Seaborn

David Landup
Dan Nelson

Seaborn is a statistical infographics library, which builds on the capabilities of Matplotlib. Seaborn was designed to augment Matplotlib’s functions and tools, addressing some of the common issues users have with Matplotlib, with the goal of making the creation of useful, aesthetically pleasing visualizations quicker and easier.

Matplotlib’s high-level API is low-level compared to Seaborn, and as a result the user often needs to write a fair amount of boilerplate code. Seaborn attempts to reduce much of the redundancy in Matplotlib and make the more difficult Matplotlib visualization tasks easier.

In this lesson, we’ll go over the features of Seaborn, discuss the process of creating and styling plots with Seaborn, and then look at some sample visualizations produced with it. We'll top it off with a hands-on project, exploring the Confused Students EEG Dataset.

Features of Seaborn

There are some notable features of Seaborn that make many people's preferred plotting choice, over pure Matplotlib.
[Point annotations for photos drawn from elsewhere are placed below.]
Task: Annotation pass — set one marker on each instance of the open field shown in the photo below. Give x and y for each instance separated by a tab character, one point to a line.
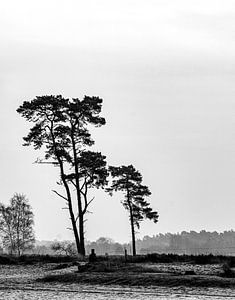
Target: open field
126	281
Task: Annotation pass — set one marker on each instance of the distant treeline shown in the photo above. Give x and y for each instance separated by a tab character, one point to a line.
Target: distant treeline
192	242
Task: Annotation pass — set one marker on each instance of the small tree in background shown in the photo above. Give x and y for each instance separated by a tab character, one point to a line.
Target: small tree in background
129	181
67	248
16	225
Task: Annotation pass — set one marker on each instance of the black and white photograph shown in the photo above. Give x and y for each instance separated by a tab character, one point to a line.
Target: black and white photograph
117	128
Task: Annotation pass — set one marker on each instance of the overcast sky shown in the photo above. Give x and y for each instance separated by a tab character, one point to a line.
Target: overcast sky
166	72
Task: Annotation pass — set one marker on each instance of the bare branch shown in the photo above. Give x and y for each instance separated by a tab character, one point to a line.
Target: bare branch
60	195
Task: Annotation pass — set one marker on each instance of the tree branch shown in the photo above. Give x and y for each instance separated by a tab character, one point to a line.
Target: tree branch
66	199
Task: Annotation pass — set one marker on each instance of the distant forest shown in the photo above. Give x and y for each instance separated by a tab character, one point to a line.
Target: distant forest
192	242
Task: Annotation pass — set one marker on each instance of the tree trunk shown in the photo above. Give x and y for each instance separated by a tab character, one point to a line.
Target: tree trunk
132	224
69	199
82	238
132	232
79	201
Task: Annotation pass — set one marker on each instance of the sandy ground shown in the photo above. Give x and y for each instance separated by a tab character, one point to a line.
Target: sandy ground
21	282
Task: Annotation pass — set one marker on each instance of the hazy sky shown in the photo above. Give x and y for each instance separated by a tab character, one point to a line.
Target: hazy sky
166	72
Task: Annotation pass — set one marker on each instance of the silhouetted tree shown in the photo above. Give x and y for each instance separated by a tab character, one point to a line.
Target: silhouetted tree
61	127
129	181
16	225
65	247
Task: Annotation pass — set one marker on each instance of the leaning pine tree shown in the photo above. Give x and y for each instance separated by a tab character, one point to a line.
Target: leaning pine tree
61	129
129	181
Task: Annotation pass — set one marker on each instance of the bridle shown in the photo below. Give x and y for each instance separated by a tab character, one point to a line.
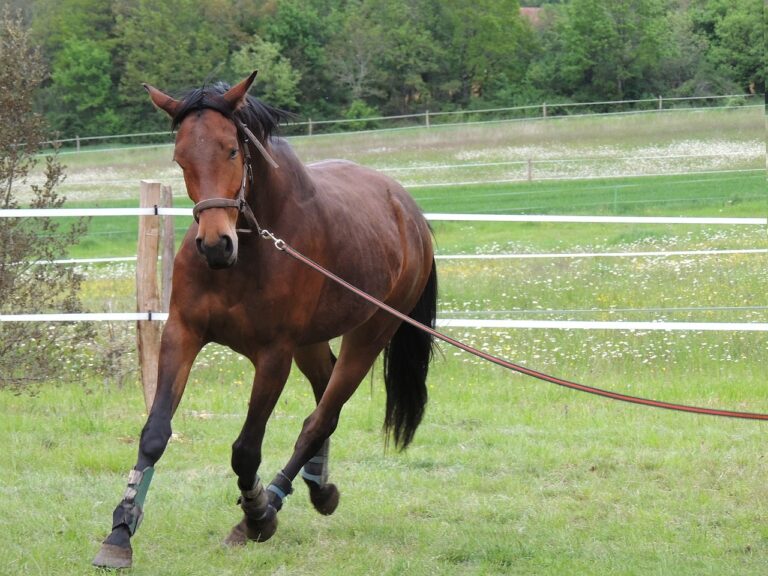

Seaborn allows the user to create statistical graphics easily thanks to features like: a high-level interface, aesthetically pleasing themes, easy comparison between multiple variables, multi-plot grids, univariate and bivariate visualization, automatic estimation for regressions, and easy plotting of time series data.

Compared to Matplotlib, Seaborn’s API is a much higher-level API, meaning that it takes fewer lines of code to produce visualizations with Seaborn.